David Dinkins told the story often: One day, he and his wife Joyce drove by a construction site and passed one of her former boyfriends.

“See, if you married him, you would be the wife of a ditch digger,” Dinkins told her.

“No, if I married him he would be mayor and you would be the ditch digger.” Joyce said.

Dinkins always laughed. In a way, the story fit a certain image of Dinkins as an accidental mayor: a clubhouse politician who peaked at the right moment, just as the city, in a time of racial strife, was ready to elect its first Black mayor.

“You have to remember, I didn't start out wanting to become mayor,” Dinkins told me six years ago, on the 25th anniversary of his election. “John Kennedy and Bill Clinton, when they were young boys and were asked, 'Well, what are you going to be when you grow up?' 'I am going to be President.' That wasn't me." 

But he did become mayor. I have always thought of Dinkins’ life as not just a story of personal achievement and Black empowerment, but also an American success story.

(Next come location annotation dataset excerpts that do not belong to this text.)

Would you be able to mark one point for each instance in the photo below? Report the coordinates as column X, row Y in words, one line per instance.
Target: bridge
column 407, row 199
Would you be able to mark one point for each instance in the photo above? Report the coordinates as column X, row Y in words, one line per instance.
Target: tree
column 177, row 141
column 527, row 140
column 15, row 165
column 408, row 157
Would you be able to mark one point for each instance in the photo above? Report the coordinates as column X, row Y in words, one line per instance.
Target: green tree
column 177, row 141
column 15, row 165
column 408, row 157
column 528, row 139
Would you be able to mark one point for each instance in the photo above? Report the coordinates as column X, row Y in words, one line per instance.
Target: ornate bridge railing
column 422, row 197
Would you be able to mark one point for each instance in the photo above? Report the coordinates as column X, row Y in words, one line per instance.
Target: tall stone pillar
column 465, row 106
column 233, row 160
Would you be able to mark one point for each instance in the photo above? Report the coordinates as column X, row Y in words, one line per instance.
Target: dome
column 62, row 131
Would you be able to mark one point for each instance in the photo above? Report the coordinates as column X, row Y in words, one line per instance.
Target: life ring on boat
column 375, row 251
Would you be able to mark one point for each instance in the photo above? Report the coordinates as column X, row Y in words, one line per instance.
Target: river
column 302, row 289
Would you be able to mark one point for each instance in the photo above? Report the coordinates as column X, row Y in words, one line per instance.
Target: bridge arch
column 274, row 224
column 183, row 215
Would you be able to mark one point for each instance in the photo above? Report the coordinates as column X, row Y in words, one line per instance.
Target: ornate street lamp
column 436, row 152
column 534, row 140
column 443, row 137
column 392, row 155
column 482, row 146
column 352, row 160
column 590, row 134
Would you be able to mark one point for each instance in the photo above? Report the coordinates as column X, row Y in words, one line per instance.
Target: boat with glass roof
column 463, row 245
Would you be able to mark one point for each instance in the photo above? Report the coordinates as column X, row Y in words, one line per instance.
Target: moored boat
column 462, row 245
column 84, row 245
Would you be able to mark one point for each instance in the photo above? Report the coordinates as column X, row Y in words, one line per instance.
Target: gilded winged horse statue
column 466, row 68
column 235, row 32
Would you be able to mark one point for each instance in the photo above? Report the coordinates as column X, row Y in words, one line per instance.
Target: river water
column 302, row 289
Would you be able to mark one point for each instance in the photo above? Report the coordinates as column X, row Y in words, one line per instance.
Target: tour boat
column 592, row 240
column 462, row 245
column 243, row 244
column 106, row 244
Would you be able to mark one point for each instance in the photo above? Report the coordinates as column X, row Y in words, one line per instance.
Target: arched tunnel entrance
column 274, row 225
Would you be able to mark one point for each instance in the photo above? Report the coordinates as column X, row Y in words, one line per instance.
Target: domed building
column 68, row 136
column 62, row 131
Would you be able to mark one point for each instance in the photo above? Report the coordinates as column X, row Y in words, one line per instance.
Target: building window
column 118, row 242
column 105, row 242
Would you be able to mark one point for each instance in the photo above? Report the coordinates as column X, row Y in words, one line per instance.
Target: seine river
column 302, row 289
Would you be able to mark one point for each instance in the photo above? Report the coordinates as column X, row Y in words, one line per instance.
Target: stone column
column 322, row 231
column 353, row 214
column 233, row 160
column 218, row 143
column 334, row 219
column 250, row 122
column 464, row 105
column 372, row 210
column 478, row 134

He was born in Trenton, the son of a barber and a domestic worker, and moved to Harlem with his mother during the Depression when his parents divorced. Dinkins joked they moved often, “when the rent was due.” His toys were hand-me-downs from the white families his mother and grandmother, also a domestic, worked for.

After high school, Dinkins joined the Marines, and called the experience one of the most rewarding of his life. His service allowed him to attend Howard University on the G.I. bill. He was a mathematics major, graduated cum laude, and then went to Brooklyn Law School.

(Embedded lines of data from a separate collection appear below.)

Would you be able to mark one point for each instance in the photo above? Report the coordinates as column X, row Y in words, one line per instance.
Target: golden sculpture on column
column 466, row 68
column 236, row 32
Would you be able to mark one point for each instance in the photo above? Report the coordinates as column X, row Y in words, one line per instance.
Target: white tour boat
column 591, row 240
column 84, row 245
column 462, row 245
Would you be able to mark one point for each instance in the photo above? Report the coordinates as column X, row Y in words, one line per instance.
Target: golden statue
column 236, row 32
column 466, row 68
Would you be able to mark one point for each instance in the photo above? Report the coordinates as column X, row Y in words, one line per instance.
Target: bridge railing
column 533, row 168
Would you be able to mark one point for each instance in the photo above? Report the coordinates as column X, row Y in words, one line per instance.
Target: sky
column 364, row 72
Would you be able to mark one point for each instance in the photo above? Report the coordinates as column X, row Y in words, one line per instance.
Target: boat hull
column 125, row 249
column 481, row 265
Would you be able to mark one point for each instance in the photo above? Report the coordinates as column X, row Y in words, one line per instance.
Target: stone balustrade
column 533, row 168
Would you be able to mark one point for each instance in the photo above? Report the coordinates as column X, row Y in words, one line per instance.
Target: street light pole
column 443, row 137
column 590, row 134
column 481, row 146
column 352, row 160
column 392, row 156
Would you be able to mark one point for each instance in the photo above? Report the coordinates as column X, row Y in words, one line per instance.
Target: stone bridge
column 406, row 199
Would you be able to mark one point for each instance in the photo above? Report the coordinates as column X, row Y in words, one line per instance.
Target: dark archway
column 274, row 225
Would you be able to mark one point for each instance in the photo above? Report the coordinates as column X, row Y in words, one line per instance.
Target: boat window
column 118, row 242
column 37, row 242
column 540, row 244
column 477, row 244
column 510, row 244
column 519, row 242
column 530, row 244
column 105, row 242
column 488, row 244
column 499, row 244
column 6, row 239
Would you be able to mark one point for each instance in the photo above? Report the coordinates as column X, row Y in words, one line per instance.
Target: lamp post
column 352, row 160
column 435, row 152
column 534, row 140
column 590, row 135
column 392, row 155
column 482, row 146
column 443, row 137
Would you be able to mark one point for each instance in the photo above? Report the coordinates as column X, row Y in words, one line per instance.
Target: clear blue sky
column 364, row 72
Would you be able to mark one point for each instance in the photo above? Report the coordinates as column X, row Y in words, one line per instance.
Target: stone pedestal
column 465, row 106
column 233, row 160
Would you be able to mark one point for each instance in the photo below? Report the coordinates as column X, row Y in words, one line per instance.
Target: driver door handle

His wife, Joyce, enabled Dinkins to get a toehold in Harlem politics through her father, a two-term state assemblyman. Dinkins was mentored by J. Raymond Jones, a legendary Democratic power broker. “I admired him because of his dedication and steady political development,” Jones later wrote.

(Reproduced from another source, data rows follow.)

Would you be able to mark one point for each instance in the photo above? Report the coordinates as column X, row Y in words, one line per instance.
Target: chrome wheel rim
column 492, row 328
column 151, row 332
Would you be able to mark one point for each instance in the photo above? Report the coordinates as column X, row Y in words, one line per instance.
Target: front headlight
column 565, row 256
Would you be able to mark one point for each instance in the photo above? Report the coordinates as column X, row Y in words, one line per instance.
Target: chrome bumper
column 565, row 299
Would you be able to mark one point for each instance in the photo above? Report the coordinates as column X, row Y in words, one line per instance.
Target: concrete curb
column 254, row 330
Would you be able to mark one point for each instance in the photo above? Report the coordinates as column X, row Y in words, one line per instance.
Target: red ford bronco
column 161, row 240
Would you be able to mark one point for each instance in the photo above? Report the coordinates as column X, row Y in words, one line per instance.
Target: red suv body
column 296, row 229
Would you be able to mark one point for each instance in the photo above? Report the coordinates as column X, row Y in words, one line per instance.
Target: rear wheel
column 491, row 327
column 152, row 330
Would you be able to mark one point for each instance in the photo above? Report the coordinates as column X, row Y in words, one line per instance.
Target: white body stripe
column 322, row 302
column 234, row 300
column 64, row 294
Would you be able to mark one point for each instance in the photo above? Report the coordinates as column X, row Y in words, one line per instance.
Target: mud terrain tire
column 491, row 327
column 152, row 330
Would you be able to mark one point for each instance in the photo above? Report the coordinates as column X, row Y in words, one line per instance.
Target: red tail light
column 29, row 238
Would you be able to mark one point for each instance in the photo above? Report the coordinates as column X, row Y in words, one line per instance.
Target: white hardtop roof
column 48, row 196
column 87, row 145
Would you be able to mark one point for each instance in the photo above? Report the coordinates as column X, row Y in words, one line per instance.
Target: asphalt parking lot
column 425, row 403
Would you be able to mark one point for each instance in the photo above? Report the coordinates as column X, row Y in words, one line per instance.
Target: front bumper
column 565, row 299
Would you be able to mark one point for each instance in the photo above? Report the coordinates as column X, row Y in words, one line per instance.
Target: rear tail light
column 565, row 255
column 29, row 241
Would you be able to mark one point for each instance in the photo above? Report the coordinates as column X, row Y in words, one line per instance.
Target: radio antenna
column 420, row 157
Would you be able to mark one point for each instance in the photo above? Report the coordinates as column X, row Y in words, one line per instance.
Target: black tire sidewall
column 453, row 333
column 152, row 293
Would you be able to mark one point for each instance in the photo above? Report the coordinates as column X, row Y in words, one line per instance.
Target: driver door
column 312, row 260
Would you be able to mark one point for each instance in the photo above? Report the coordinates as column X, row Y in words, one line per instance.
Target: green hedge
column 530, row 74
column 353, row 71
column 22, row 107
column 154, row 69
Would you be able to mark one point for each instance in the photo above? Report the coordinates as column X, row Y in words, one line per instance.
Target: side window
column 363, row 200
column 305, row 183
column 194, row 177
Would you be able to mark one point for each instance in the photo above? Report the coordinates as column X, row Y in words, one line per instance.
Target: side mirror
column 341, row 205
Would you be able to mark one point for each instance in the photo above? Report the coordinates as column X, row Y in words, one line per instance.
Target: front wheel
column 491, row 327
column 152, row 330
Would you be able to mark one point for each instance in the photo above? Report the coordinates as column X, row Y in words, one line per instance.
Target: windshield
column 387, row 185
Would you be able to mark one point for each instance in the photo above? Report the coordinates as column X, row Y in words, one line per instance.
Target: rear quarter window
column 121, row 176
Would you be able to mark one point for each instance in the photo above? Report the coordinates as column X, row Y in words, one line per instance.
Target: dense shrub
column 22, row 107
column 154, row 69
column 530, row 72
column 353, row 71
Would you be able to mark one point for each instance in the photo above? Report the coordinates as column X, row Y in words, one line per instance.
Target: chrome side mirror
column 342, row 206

Dinkins also benefited from his fierce friendships with three other promising young lawyers in Harlem: Percy Sutton, Basil Paterson and Charles Rangel. Together, the so-called Gang of Four helped each other up the ladder.

Dinkins’ climb was steady: state assemblyman, Board of Elections president, city clerk, and Manhattan borough president, with a stumble along the way (he bowed out of an appointment as deputy mayor after disclosing he failed to file tax returns from 1969 to 1972). The Rev. Jesse Jackson’s strong showing in New York’s presidential primary in 1988 suggested that a Black Democrat could defeat Mayor Ed Koch. Dinkins - by then the Manhattan borough president - was the logical choice to be that candidate in 1989.

He beat Koch in the primary and Rudy Giuliani in the general election - no small feat. His ascension to power made Dinkins a symbol of hope and change well before Barack Obama ever entered politics. Ten thousand people attended his inauguration.

Yet, in many ways, his was a mayoralty under siege. A punishing recession forced Dinkins to downsize his priorities. Crack, crime, AIDS and homelessness buffeted the city. And, by his own admission, he was too slow to stop rioting in Crown Heights and end a Black boycott of a Korean grocer in Brooklyn - creating an image of indecisiveness.

With the benefit of hindsight, his accomplishments have grown in importance: A deal with Disney that sparked the transformation of Times Square. A tax hike to hire 5,000 police officers, laying the foundation for the city’s historic reduction in crime. An agreement to build a new U.S. Tennis Center at no cost to the city, creating a certain cachet for New York as the host of the U.S. Tennis Open. 

Dinkins ended up losing the mayoralty by the same slender margin that he had won it. The defeat left him bitter at the time. With the city overwhelmingly Democratic, he felt he should have won. He blamed racism.

In later years, though, the bitterness faded. Dinkins was a familiar figure around town, at press conferences, and municipal functions. New Yorkers clamored to take pictures with him. He always seemed happy to oblige.

When Dinkins died this week, I kept thinking about two of his speeches. 

“I stand here before you today as the elected leader of the greatest city of a great nation, to which my ancestors were brought, chained and whipped in the hold of a slave ship," Dinkins said at his swearing in. It was a refrain he would repeat many times during his mayoralty.

Then there was his concession speech, the night he lost his re-election. "My friends, we have made history,” he said. “Nothing can ever take that away from us."